Bob Marley was a reggae legend served as a world ambassador for reggae music, earned induction into the Rock and Roll Hall of Fame in 1994, and sold more than 20 million records. He’s best known for his hits “No Woman, No Cry, “Three Little Birds,” “Buffalo Soldier,” “Redemption Song” and “One Love/People Get Ready.” Bob Marley may have been the king of reggae but he also has his own kingdom kids. The artist, unfortunately, passed away from malignant melanoma cancer in 1981.

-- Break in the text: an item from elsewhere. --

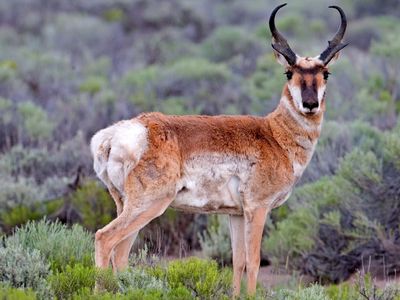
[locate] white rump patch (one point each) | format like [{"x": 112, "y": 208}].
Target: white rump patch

Throughout Marley’s career he was the centerpiece for Jamaican politics, though he tried to keep his music his only political message. He united and polarized people, vocalizing about poverty, oppression, violence, peace, love and unity. Marley was a key player in the spread of Rastafarianism, a religion and social movement based on a specific interpretation of The Bible in which Haile Selassie, the emperor of Ethiopia, was considered the second coming of Jesus and Jah incarnate. (When Marley met the son of His Imperial Majesty in the mid-1970s, the prince offered him a ring worn by His Majesty that Marley had seen in his own dreams. It fit perfectly). The religion was based on political consciousness for Africans and focuses on the African diaspora repressed in Western society. Rastas cultivate their consciousness with Jah (I-and-I) by reading The Bible; keeping long, locked hair in its natural state; wearing colors that symbolize blood, herbs, royalty and Africanness (red, green, gold and black); eating a vegetarian diet; and smoking ganja to meditate with Jah.
Marley was born Feb. 6, 1945 in Nine Mile, Jamaica to 19-year-old Cedella Marley and Captain Norval Marley, who left shortly after his birth. Mysticism and spirituality were an integral part of Jamaican society. Marley’s grandfather, Omeriah, was an influential mystic in their community, and when Marley was born he recognized something special about him. Omeriah saw a duppy spirit (ghost) attached to the child that would try to kill him his whole life. Marley took this on and cultivated his own mystic place as a young child, reading palms in their neighborhood before being sent to Kingston and further immersing himself in Rastafarianism and reggae.
In Kingston, he met Bunny Livingston (aka Bunny Wailer). The two would stay up all night listening to music on the newly popular R&B radio stations. They eventually formed The Wailers with Peter Tosh and became popular and highly successful working with Coxson Dodd to bring Jamaica’s music to the world. Marley became a musical prophet for the people in Jamaica, singing of political situations and Rasta mysticism. By 1976, Marley was the most popular superstar in the Third World.
TOP 10 QUOTES BY BOB MARLEY
I don’t believe in death, neither in flesh nor in spirit.
When one door is closed, don’t you know, another is open.
Don’t gain the world and lose your soul. Wisdom is better than silver and gold.
In this great future, you can’t forget your past. —No Woman, No Cry, from the album Natty Dread (1974)
A hungry mob is an angry mob. —Them Belly Full (But We Hungry), from the album Natty Dread (1974)
All dese governments and dis this and that, these people that say they’re here to help, why them say you cannot smoke the herb? Herb… herb is a plant, you know? And when me check it, me can’t find no reason.” “All them say is, ‘it make you rebel’. Against what?Interview (1979) with Dylan Taite in Aotearoa, New Zealand.
As a man sow, shall he reap. and I know that talk is cheap. But the heat of the battle is as sweet as the victory.
Babylon is everywhere. You have wrong and you have right. Wrong is what we call Babylon, wrong things. That is what Babylon is to me. I could have born in England, I could have born in America, it make no difference where me born, because there is Babylon everywhere.
Better to die fighting for freedom than be a prisoner all the days of your life.
Don’t trust people whose feelings change with time. Trust people whose feelings remain the same, even when the time changes.
Every day the bucket a-go a well, one day the bottom a-go drop out.I Shot The Sheriff, from the album Burnin’ (1973
Every time I plant a seed, He say kill it before it grow, he say kill it before they grow.
Everything is political. I will never be a politician or even think political. Me just deal with life and nature. That is the greatest thing to me.
Have no fear for atomic energy, ’cause none of them can stop the time.
I don’t know how to live good. I only know how to suffer.
If you’re white and you’re wrong, then you’re wrong; if you’re black and you’re wrong, you’re wrong. People are people. Black, blue, pink, green – God make no rules about color; only society make rules where my people suffer, and that why we must have redemption and redemption now.
I’ve been here before and will come again, but I’m not going this trip through.